Véritables icones en Afrique, les Magic System signent un neuvième album
un brin différent des précédents. Si les titres entrainants et les
tubes potentiels sont toujours là, le groupe d'Abidjan lance également
un message à Laurent Gbagbo et Alassane Ouattara, les deux présidents
toujours en guerre mais refuse de prendre parti.
Votre dernier album remonte à 2008.
Pourquoi avoir tant tardé avant de sortir Touté Kalé ?
On voulait reculer pour mieux sauter et casser cette étiquette du Magic
System qui ne sort que l'été pour faire la fête. On reste un groupe
festif, mais il faut s'élargir. Avant, après l'été, on était au placard.
Maintenant, on veut que Magic System s'écoute partout et touche tout le
monde. On doit s'adapter à toutes les saisons.
N'apparaître que durant l'été vous dérangeait ?
C'était bien car on a duré comme ça pendant dix ans.

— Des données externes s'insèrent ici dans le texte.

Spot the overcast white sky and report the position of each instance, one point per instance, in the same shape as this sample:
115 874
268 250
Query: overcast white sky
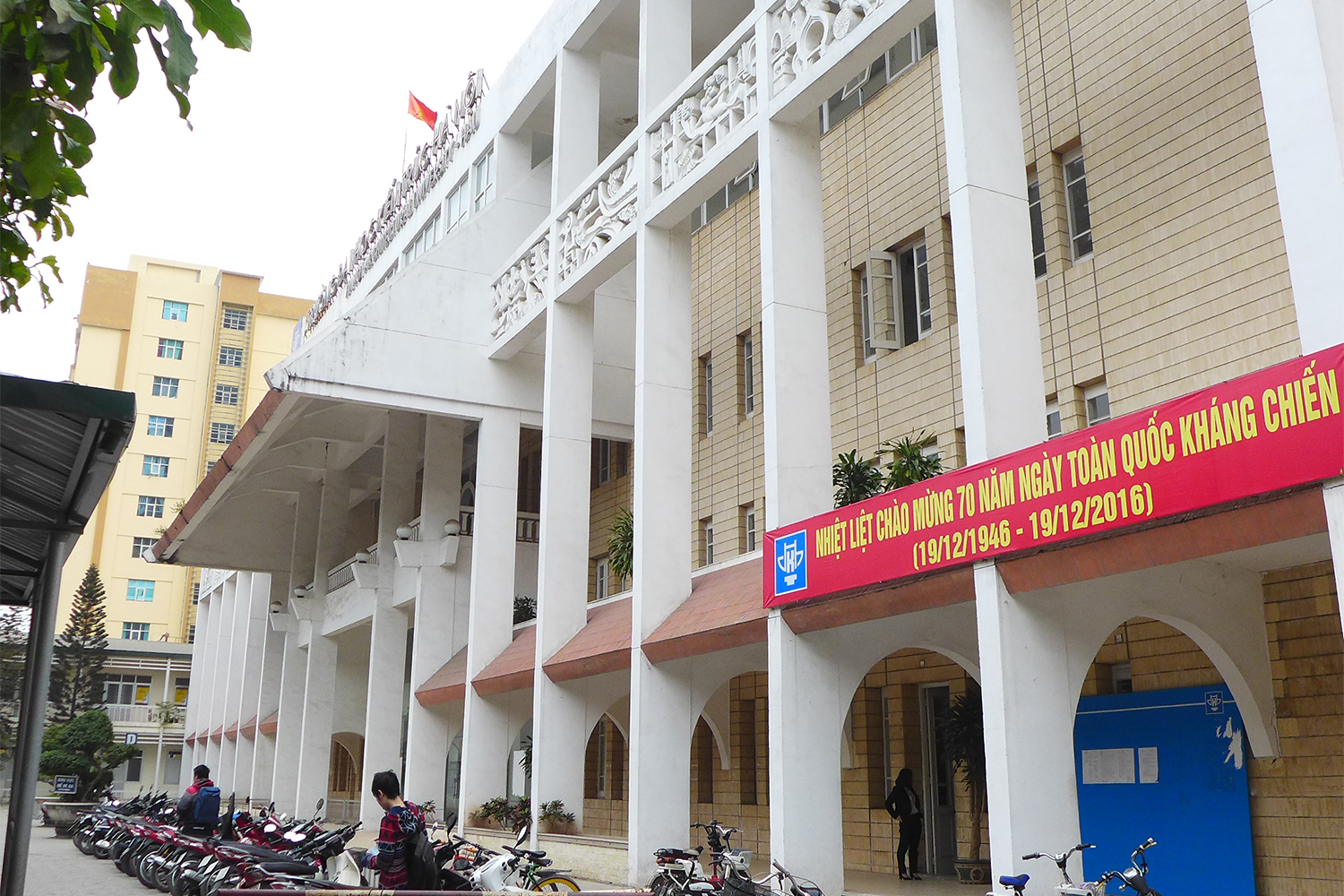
292 150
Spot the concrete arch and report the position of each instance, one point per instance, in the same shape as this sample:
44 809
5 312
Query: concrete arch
1219 607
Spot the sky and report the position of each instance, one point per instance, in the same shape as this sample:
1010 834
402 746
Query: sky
289 155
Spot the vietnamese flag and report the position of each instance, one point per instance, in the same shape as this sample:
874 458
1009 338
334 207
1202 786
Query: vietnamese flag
422 112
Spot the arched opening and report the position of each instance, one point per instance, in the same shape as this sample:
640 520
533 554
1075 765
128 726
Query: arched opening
605 780
895 721
1160 751
733 786
344 780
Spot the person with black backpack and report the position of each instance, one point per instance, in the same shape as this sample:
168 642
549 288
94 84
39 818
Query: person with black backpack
198 810
402 857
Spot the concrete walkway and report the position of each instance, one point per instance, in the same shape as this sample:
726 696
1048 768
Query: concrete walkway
56 868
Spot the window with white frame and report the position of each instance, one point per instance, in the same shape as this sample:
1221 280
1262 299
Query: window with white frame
1097 403
151 506
483 180
426 237
604 579
1038 228
1080 211
159 426
707 394
457 206
894 293
234 319
746 352
910 48
126 691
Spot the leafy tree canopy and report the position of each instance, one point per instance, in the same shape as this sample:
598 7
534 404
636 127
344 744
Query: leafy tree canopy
86 748
51 56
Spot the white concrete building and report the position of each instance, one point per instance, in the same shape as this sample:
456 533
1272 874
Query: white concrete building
526 325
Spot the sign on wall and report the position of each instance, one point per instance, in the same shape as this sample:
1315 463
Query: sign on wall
1271 430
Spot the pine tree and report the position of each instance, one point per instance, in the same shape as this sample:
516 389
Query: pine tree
80 653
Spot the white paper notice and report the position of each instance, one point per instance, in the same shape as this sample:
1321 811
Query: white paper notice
1109 766
1148 764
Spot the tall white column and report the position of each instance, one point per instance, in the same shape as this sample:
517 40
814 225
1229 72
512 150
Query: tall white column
250 651
1029 707
997 322
486 734
660 743
228 777
1032 797
806 833
559 729
223 637
293 668
268 694
198 702
320 676
1300 61
440 608
389 629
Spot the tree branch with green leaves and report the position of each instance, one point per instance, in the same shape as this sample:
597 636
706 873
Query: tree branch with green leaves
51 56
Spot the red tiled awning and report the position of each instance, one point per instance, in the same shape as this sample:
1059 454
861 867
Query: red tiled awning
602 645
445 685
513 669
725 610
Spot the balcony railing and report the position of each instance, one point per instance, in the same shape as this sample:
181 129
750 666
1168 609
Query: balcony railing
723 94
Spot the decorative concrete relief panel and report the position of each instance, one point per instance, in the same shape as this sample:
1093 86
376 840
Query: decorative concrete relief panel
523 287
703 120
604 212
804 30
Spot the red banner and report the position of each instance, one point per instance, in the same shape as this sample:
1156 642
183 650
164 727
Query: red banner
1271 430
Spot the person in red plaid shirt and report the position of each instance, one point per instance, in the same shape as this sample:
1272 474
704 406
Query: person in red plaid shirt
400 825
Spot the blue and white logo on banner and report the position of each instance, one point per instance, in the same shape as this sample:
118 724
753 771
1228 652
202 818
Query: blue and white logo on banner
790 563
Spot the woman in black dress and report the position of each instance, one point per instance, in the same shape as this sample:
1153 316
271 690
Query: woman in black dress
903 805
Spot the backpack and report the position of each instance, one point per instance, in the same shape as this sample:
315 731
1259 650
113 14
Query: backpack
421 864
204 812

Mais on veut autre
chose. On ne connaît pas grand-chose de nous. On est six musiciens et
pas qu'un groupe de dance-floor. Maintenant, on va mettre en valeur une
autre partie de nos atouts. Si vous écoutez tout l'album, il y a des
messages très forts à caractère social ou humanitaire. Aujourd'hui, ce
sont ces thèmes que nous abordons. Avant, c'était la fête avant tout.
Dans un des titres, « Ça va aller », il y a un message
pour les Ivoiriens…
C'est un message d'optimisme. Un message d'espoir. C'est vrai qu'on
traverse une période difficile en Côte d'Ivoire mais un jour, ça ira
mieux. On n'a pas fait dans la dentelle. Quand on s'unit, il n'y a rien
d'impossible. On parle de l'union, de la solidarité. Ça vise la Côte
d'Ivoire et tous les pays qui sont aussi divisés.
Le footballeur Didier Drogba a également pris la parole
au nom des Eléphants. Est-ce important que les milieux sportif et musical aient leur mot à dire ?
Ça peut servir. Ce n'est pas le moment pour nous d'être neutre. Nous
sommes des facteurs de rassemblement du peuple. Ce sont les seuls
métiers où il n'y a pas besoin d'appartenir à un parti politique pour
rassembler. C'est très important pour nous, en tant que leader
d'opinion, d'apporter notre contribution. Ça peut ne pas tomber dans
l'oreille des politiciens, mais dans l'oreille du peuple, peut-être.
Mais vous ne soutenez pas un cas en particulier ?
Non, on ne choisit pas de cas. Les politiciens ont appliqué l'adage : «
Pour mieux régner, il faut diviser ». Nous, on dit au peuple qu'il ne
faut pas se diviser. Ce sont des consignes. On leur demande de se
rassembler. S'ils le sont, toutes les manigances politiciennes ne
peuvent aboutir.
Avez-vous malgré tout un avis sur la situation actuelle ?
Avec les deux candidats, nous entretenons des relations étroites. Nous
avons été décorés deux fois par le président Gbagbo et on a été reçu aux
Etats-Unis par le président Ouattara lorsqu'il n'avait pas encore été
élu. Mais à un moment donné, nos intérêts personnels doivent-ils primer ?
Ce sont avant tout ceux du peuple. La seule chose que l'on peut faire,
c'est de demander à ces deux personnes de mettre de côté leur orgueil et
de pouvoir œuvrer dans le bon sens pour sortir du tunnel. L'heure n'est
pas aux prises de position. Ce serait délicat de le faire. Choisir le
camp d'un, ce serait se braquer face aux partisans de l'autre. Pour que
notre message passe, il faut rester neutre.
Sur place, vous investissez-vous ?
On a construit une école primaire dans un quartier d'Abidjan. Nous
avons aussi réhabilité un hôpital et une pouponnière. C'est très
important. Lorsque l'on voit d'où est parti le groupe, il faut regarder
dans le rétroviseur. On a connu la galère. Si l'on construit une école,
c'est que l'on connaît le surnombre et les classes de soixante élèves.
On veut s'investir dans l'éducation et la santé. On ne va pas tout
éradiquer d'un coup, mais on peut aider.
Vous restez avant tout optimiste…
On veut transmettre surtout notre joie de vivre. Les gens qui n'ont pas
la pêche le matin, qui sont découragés, ils peuvent retrouver du
bonheur en nous écoutant. Ce n'est pas du marketing. Donner de la joie,
c'est plus important que de vendre des millions de disques. Quand toute
la journée tu entends Sarko, Le Pen, des détournements de fonds, des
explosions, écouter Magic System, ça détend.
Propos recueillis par Romain Schué (Agence de presse GHM)
Magic System, Touté Kalé, sortie le 4 avril chez EMI.